Глава 25 Мальчишник в Боброве

— Признаться, Фёдор Юрьевич, смысл этой интриги с вашим изгнанием ускользнул от меня. Не просветите ли? — спросил Константин Аркадьевич, когда официальные расшаркивания и светские разговоры остались позади, и мы с ним и его супругой уединились в беседке.
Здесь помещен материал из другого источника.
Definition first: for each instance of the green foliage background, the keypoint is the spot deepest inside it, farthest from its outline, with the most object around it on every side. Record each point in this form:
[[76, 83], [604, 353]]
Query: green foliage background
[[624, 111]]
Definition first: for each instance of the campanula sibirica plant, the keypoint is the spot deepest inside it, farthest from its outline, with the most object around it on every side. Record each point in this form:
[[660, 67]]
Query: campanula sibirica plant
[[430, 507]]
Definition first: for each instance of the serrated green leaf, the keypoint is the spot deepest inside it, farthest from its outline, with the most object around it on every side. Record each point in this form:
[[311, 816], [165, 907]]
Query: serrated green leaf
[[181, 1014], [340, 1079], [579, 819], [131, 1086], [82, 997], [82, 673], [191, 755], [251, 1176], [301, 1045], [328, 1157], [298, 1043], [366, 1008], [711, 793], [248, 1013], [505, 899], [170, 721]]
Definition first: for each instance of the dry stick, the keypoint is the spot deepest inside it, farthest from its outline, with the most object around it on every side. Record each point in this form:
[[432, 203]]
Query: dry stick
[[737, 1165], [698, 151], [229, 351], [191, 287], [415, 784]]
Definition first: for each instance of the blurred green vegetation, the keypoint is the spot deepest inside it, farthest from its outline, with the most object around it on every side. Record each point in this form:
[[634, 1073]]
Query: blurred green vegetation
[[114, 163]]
— А не было никакой интриги, — пожал я плечами, прежде чем приняться безбожно врать. — Всё было по-честному. Еще несколько лет назад мы с отцом заключили договор, по которому я, если не инициируюсь к 18 годам, ухожу из рода и веду простую земскую жизнь, в поте лица своего добывая хлеб насущный. Мы с ним только два момента не учли: что это не вполне законно, и что я инициируюсь на следующий же день после так называемого изгнания. Но, что Бог не делает, всё к лучшему, и со всей этой историей мы благополучно справились. Я в короткое время прошел обе инициации, разжился собственный имением и осталось теперь только выучиться хорошенько.
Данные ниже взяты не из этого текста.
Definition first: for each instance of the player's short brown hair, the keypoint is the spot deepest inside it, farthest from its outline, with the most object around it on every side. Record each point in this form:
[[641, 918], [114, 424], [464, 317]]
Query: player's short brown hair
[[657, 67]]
— А какие же ваши дальнейшие планы на жизнь?

— Как я только что сказал, прежде всего, учиться магическим наукам. Кроме того, Его высочество Феодор Иоаннович, определенно, имеет на меня какие-то виды — подробности пока неизвестны. Постоянно проживать я предполагаю в собственном имении Ромодановское, что в ста с небольшим верстах отсюда. Ну, а дальше — как судьба укажет, а государь прикажет.

— А ещё мне уже много дней не дает покоя одна загадка. Как, вот как вы — совершенно разумный молодой человек, несомненный герой, одновременно можете быть вот этим, например?

С этими словами Кудашев включил экран своего смартфона и продемонстрировал мне Федю Ромодановского в зените его славы: жирного, пьяного и бессмысленного. Я вздохнул и посмотрел будущему тестю в глаза.

— Ну, Константин Аркадьевич, что вы, право. Или вы никогда не были юным балбесом? Простите, не поверю. А выбрать нужный ракурс, и сделать из, пусть и так не красавца, подлинное страшилище — не так уж сложно, искушенных в светописи на Тверди — пруд пруди, особенно, после появления цифирных фотоаппаратов.

Кудашев смутился, и разговор вернулся к более безобидным темам — например, как я собираюсь обеспечивать безопасность своих владений, если у меня нет личной дружины? Не сморгнув глазом, я напомнил ему о своей специализации, заодно с полным на то основанием похвастался, что три с лишним десятка добровольцев уже несут круглосуточную службу на страже моего недавнего приобретения. Константин Аркадьевич поёжился и перевел разговор на рыбалку.

Вообще, конечно, крышу мне рвало знатно — от осознания того, что у меня есть свой собственный здоровенный дворец с парком, прудами, лабораторией, тайниками и даже пыточными подвалами. Очень захотелось показать все это богатство Наташе. Самое удивительное, что согласие мне ее родители благосклонно дали.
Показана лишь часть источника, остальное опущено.